Bloqué en France, le maïs OGM subit de lourdes pertes aux Etats-Unis.

C'est la Journée internationale des semences, mais certaines d'entre elles ne sont pas à la fête : les semences de maïs OGM.

En France, les députés ont voté l'interdiction du maïs transgénique. La loi, qui a toutes les chances d'aboutir à l'issue de la navette parlementaire, va plus loin que l'arrêté gouvernemental du mois dernier qui visait seulement le maïs Monsanto 810, le seul maïs OGM autorisé dans l'Union européenne, et que les maïsiculteurs du sud-ouest français attendaient avec impatience pour lutter contre un insecte, la pyrale.


Leur rendement en aurait été augmenté, disent-ils, et donc leurs marges, dans un contexte de plus en plus difficile pour le maïs français, très concurrencé à l'export et en France-même : pour la première fois la Bretagne a importé du maïs ukrainien, officiellement non OGM.

Aux Etats-Unis, où à l'inverse 90 % du maïs est OGM, l'un d'entre eux sème la pagaille dans la filière, parce qu'il a permis à la Chine de refuser un million de tonnes et demi de maïs américain. Il s'agit du MIR 162, qui éloigne les insectes. Depuis quatre ans qu'il a été soumis aux autorités chinoises, il n'a toujours pas reçu d'approbation définitive. Ce qui a permis à Pékin de bloquer les cargaisons de maïs américain cet hiver, sous prétexte qu'elles contenaient ne serait-ce qu'un grain de maïs MIR 162. La Chine ouvrait dans le même temps son marché au maïs brésilien et ukrainien, ce qui laisse penser que le MIR 162 n'était qu'un prétexte de Pékin pour diminuer sa dépendance au maïs des Etats-Unis.

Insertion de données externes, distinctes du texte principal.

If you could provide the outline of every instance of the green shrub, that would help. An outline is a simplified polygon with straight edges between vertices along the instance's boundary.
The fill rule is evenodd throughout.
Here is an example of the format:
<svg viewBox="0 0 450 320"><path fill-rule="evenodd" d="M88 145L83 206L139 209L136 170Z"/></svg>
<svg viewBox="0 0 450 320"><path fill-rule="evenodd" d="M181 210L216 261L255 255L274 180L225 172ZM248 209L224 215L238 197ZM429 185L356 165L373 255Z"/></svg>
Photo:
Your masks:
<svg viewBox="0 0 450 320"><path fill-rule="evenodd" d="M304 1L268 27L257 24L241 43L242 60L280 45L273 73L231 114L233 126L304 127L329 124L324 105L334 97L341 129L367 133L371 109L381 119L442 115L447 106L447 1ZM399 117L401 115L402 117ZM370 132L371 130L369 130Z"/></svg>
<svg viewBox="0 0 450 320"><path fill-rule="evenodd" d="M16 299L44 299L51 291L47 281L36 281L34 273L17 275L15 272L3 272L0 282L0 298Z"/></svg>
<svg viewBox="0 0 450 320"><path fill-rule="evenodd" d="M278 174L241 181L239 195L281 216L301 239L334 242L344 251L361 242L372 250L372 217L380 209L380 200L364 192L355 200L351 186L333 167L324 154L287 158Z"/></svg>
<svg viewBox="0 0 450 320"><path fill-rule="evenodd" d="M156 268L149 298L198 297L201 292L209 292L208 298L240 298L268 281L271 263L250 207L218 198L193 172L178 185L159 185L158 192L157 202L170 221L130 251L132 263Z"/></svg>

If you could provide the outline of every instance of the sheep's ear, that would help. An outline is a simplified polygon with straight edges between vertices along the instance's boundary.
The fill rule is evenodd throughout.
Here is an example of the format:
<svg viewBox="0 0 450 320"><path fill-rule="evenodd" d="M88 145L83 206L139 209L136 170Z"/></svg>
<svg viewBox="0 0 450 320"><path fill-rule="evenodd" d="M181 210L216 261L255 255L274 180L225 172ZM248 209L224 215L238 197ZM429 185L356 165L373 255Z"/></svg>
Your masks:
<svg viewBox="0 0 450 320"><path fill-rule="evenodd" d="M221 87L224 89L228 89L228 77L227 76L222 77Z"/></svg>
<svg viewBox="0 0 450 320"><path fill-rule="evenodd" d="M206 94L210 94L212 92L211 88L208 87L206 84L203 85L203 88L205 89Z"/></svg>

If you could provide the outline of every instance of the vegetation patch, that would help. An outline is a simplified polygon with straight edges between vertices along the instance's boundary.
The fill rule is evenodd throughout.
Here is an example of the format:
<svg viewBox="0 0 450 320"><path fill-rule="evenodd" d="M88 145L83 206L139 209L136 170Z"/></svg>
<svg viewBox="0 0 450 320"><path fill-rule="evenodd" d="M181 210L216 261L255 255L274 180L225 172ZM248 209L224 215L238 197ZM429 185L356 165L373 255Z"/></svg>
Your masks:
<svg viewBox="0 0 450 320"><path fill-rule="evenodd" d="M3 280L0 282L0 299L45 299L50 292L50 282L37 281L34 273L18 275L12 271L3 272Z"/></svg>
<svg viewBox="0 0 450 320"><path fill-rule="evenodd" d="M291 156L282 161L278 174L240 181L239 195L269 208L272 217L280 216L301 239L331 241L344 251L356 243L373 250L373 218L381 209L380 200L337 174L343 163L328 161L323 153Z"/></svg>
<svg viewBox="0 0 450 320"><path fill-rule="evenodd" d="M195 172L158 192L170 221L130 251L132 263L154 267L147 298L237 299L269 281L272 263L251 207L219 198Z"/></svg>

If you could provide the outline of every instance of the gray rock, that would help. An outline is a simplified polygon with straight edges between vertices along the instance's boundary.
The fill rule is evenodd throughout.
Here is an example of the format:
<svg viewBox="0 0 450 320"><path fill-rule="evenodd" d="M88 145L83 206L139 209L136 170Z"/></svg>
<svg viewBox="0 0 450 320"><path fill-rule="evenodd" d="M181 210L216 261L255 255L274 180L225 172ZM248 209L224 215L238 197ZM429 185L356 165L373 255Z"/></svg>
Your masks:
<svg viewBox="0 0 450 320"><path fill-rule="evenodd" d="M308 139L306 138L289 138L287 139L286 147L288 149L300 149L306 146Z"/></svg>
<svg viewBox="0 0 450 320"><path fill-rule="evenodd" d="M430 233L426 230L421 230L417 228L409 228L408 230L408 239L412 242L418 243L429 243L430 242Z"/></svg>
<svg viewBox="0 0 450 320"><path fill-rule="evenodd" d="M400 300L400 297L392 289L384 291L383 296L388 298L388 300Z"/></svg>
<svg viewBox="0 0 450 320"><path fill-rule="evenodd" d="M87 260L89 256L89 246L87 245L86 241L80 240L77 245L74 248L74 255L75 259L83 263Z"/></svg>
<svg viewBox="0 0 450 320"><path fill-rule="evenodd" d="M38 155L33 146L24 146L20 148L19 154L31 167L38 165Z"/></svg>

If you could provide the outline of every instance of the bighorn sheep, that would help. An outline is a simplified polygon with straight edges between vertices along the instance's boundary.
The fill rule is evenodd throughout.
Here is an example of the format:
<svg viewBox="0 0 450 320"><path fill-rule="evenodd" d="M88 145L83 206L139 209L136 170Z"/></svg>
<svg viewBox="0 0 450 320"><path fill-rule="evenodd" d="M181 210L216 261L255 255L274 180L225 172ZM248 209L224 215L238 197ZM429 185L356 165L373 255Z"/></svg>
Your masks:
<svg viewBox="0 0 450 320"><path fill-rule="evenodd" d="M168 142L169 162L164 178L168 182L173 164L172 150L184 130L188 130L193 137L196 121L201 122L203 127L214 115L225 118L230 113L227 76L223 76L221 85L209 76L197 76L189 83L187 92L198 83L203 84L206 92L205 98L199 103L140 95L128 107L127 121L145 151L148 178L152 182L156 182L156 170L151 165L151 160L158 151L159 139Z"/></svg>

En attendant, les grands traders américains de céréales, Cargill, ADM, ont perdu près d'un demi-milliard de dollars, et ils se retournent contre le semencier Syngenta. Le géant suisse répond que ce n'est pas au régulateur chinois de décider quelles semences vont planter les fermiers américains, mais ces derniers pourraient perdre confiance si les prix du maïs américain venaient à chuter davantage.